Drug dealing is so bad, and gone on for so long, that you can contain it, but you can’t stop it. When operation Safe Streets started there were tons of cops walking foot beats. A cop is standing on the corner that the drugs were sold on, so course it looks a lot safer; but all you’re really doing is moving it. That’s why Camden jumped off, because they just moved the operation. You’ll never stop it, and you just have to hope to god that someone who isn’t a piece of shit doesn’t get killed. Drugboy killing drugboy – I couldn’t care less. Airbrush a t-shirt and I’ll send a teddy bear. But when it’s the little kid who’s playing basketball at the Rec Center and someone ends up killing him, that’s the sad part.

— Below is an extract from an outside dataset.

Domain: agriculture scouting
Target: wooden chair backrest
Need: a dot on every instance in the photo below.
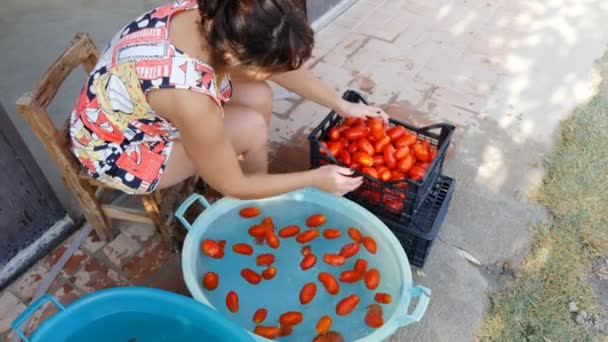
(33, 105)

We do a lot of roll-ups. Where we’ll just roll up on a corner and jump out. That’s where people are at their most vulnerable, but it’s also the most dangerous for us. And when we do it in plainclothes its even worse, because they think they are getting robbed, and they are a lot quicker to pull a gun out. You’ve gotta’ watch their hands. The only thing that can hurt you on a person is their hands; if you can see them you’re fine. Then you get the asshole that won’t show them, so you’ve got to get physical on people. Even a gun in the face doesn’t matter, because they know you won’t shoot them. You have to get in their mindset. They think they are in a rap video or movie – that’s really the mindset. For a bundle of drugs sold, they get paid $20; and some corners will go through 500 bundles in an afternoon. So they are making money. And it’s the young kids that sell it on the corners; they are the ones that want to fight. They are trying to make a name.